Q1 2025 net income was $69.5 million, down 13.3% from Q4 2024, with diluted EPS decreasing 12.5% to $0.98; the decline was mainly due to a higher effective tax rate and lower noninterest income.
Loan growth guidance for 2025 was widened to 1%–4% (from 3%–4%) due to economic uncertainty, especially regarding tariffs and C&I client activity; commercial and residential loans declined, while CRE and construction loans increased.
Net interest margin (NIM) improved to 3.25% in Q1 2025 (from 3.07% in Q4 2024); full-year NIM guidance was raised to 3.25%–3.35% (from 3.1%–3.2%), with each 25bp rate cut expected to add four basis points to NIM on a full-year basis.

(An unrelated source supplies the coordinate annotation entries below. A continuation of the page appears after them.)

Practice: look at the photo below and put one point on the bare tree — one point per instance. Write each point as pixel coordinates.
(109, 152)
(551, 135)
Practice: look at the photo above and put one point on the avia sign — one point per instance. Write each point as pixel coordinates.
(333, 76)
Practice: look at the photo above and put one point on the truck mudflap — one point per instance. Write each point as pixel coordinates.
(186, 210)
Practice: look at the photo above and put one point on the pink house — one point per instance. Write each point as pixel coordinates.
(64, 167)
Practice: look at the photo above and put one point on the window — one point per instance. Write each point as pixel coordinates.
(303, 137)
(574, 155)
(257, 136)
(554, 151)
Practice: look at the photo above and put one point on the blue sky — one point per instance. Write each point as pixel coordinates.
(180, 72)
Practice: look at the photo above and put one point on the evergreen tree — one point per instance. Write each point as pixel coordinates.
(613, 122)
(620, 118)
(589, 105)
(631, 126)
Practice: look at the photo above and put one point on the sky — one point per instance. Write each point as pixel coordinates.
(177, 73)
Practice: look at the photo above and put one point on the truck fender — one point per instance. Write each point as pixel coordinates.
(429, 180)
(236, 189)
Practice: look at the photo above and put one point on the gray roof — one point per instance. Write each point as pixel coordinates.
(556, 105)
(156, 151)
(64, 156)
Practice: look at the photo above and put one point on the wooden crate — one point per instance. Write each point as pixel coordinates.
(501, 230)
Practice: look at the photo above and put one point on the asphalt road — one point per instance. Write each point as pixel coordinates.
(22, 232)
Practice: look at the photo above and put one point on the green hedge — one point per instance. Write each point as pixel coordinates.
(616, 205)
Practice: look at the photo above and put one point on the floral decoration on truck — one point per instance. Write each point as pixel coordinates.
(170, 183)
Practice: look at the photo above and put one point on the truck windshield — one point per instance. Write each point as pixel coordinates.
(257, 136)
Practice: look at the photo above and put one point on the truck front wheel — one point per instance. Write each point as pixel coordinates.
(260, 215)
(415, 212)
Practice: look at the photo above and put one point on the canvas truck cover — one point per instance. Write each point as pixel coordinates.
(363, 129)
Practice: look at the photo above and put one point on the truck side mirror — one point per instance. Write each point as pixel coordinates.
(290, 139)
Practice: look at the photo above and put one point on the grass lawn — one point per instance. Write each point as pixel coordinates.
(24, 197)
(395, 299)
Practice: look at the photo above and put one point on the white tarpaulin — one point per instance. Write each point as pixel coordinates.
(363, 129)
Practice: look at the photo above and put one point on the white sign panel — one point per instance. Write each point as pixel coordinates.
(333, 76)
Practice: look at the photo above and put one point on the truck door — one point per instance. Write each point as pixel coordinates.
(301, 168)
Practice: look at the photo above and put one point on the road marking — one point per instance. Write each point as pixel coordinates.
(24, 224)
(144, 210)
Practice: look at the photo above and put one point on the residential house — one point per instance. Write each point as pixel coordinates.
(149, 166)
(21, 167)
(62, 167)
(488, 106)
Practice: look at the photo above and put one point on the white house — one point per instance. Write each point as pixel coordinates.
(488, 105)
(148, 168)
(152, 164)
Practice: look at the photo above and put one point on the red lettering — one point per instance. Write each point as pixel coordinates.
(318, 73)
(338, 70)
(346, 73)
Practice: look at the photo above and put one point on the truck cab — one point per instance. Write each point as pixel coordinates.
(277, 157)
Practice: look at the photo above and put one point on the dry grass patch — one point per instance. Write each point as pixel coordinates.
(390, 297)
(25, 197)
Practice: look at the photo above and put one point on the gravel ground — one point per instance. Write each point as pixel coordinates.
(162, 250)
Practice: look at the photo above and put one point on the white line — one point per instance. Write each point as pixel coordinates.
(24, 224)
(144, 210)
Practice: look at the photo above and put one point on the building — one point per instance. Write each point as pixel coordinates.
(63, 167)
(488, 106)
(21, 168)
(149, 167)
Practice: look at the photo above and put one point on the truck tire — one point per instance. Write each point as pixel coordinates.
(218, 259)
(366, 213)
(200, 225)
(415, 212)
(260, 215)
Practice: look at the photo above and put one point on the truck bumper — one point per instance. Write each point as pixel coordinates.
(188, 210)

Credit quality remained stable: net charge-offs were $2 million (down from $16.3 million in Q4), nonaccrual loans fell to 0.8% of total loans, and the reserve-to-loan ratio increased to 0.91%; most Q1 provision was for a single domestic C&I credit, with additional reserves for tariff-related exposures.
Total deposits grew by $131 million (2.7% annualized), driven by core and time deposits, with strong liquidity coverage for uninsured deposits; the company completed its $125 million stock repurchase program in Q1 and is awaiting regulatory approval for a new buyback program.